What has happened? Well, people might not want to be confronted with it too much but we are in fact getting ever closer to a cataclysmic saturation point as far as the pollution of the world is concerned.
If you look at the world as a whole, it is a closed system. Which inherently means that there is a very clear limit on how much nourishment the world can provide and how much the world can be taxed in terms of garbage and so forth. We are literally getting quite close to hitting the cap on how much the world can handle.
Consider for example that the current extinction rate is 1000 the normal rate (throughout the history of the world, even outside of extinction level events, species go extinct at a certain rate, mankind has managed to increase that rate to 1000 the normal rate). Which still is nothing compared to an actual extinction level event (of which the world has seen like half a dozen over so over the course of the past 2500 million years or so) but still, it is alarming to say the least.
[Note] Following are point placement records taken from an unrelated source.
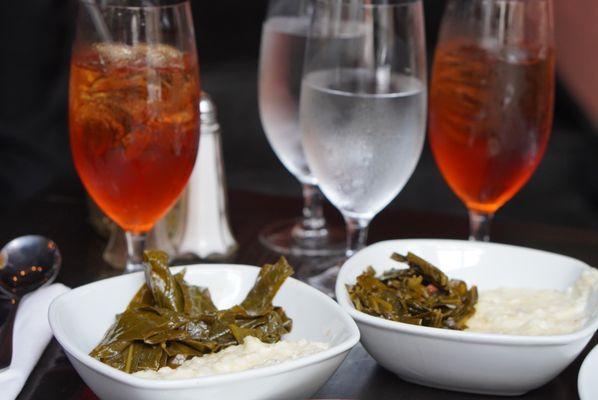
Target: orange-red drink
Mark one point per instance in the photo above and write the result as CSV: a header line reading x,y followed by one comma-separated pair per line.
x,y
490,118
134,127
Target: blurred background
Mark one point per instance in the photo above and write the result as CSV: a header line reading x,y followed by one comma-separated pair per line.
x,y
35,40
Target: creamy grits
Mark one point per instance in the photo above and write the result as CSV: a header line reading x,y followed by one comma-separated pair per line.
x,y
251,354
519,311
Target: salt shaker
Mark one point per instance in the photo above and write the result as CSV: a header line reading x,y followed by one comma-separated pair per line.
x,y
206,232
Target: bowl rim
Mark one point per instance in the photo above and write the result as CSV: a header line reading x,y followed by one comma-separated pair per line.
x,y
210,380
459,336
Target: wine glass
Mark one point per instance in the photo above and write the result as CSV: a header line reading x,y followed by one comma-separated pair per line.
x,y
363,107
491,100
281,64
134,110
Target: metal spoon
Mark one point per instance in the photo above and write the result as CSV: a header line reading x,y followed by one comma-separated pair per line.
x,y
26,264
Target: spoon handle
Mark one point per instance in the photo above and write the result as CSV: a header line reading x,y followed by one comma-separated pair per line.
x,y
8,308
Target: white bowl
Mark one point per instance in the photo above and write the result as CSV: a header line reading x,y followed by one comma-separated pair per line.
x,y
466,361
80,318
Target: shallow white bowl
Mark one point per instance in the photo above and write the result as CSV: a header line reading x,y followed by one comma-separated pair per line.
x,y
466,361
80,318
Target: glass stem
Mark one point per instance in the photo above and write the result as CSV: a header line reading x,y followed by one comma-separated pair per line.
x,y
479,225
313,224
136,243
357,233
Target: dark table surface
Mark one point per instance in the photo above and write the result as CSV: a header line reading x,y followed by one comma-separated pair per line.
x,y
62,215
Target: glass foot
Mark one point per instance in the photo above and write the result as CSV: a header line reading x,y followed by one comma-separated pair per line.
x,y
288,238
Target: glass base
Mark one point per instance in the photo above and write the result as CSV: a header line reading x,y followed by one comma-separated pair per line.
x,y
283,237
325,281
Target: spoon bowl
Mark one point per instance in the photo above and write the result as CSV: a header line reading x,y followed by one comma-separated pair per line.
x,y
28,263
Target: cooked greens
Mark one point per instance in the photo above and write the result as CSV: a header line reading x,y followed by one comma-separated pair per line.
x,y
420,294
168,320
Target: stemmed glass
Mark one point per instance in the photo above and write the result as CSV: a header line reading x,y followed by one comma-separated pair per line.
x,y
281,63
363,107
491,100
134,110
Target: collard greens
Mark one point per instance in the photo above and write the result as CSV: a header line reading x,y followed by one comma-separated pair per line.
x,y
419,295
169,321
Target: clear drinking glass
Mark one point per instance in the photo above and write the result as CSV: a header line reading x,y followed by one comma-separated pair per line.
x,y
363,107
282,53
134,110
491,100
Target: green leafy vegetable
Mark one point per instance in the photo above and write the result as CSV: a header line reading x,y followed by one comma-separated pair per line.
x,y
419,295
168,320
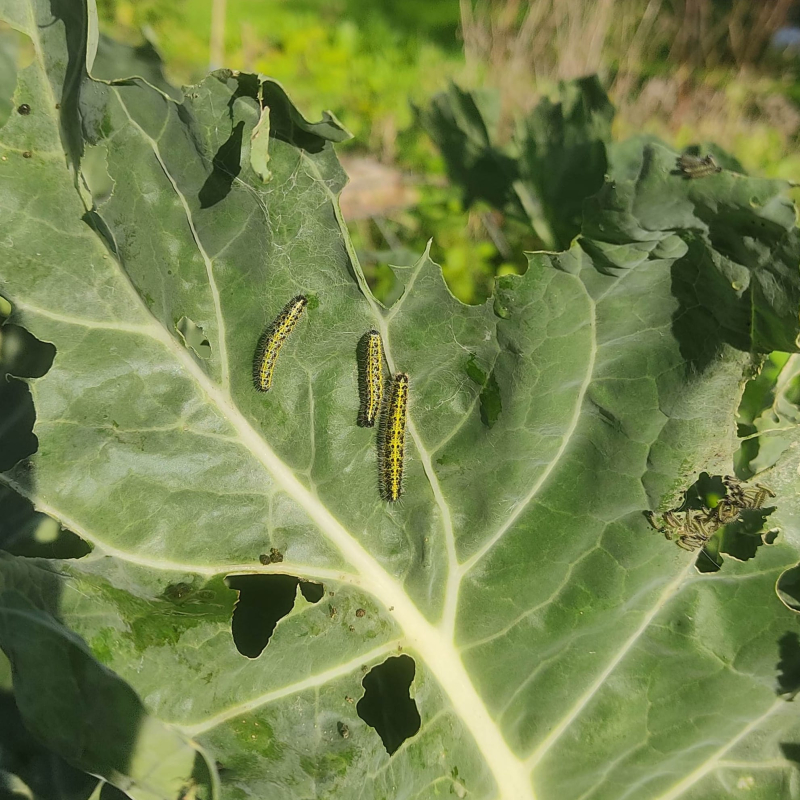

Bees, your example... are actually going extinct, slowly. This is not some conspiracy theory or anything, biologists all over the world have voiced concern over the state of bees for years now and in China there actually are efforts to replace the pollination of bees with manual labor. Not even joking. Now consider that very point of pollination. Bees (and other forms of life instrumental in pollination) are instrumental to the food chain. The food chain is built upon plant life. Without proper pollination, the food chain would collapse... hard.
And there are many other examples of this.
Is it hopeless? No, not at all. Life is incredibly resilient and, as I stated, the world has seen quite its fair share of E.L.E.'s over its history. It has always bounced back with a vengeance. So, we can still turn things around. But, until such a time as when we are in fact ready to do that in earnest, prepare to see things get worse before they start getting better.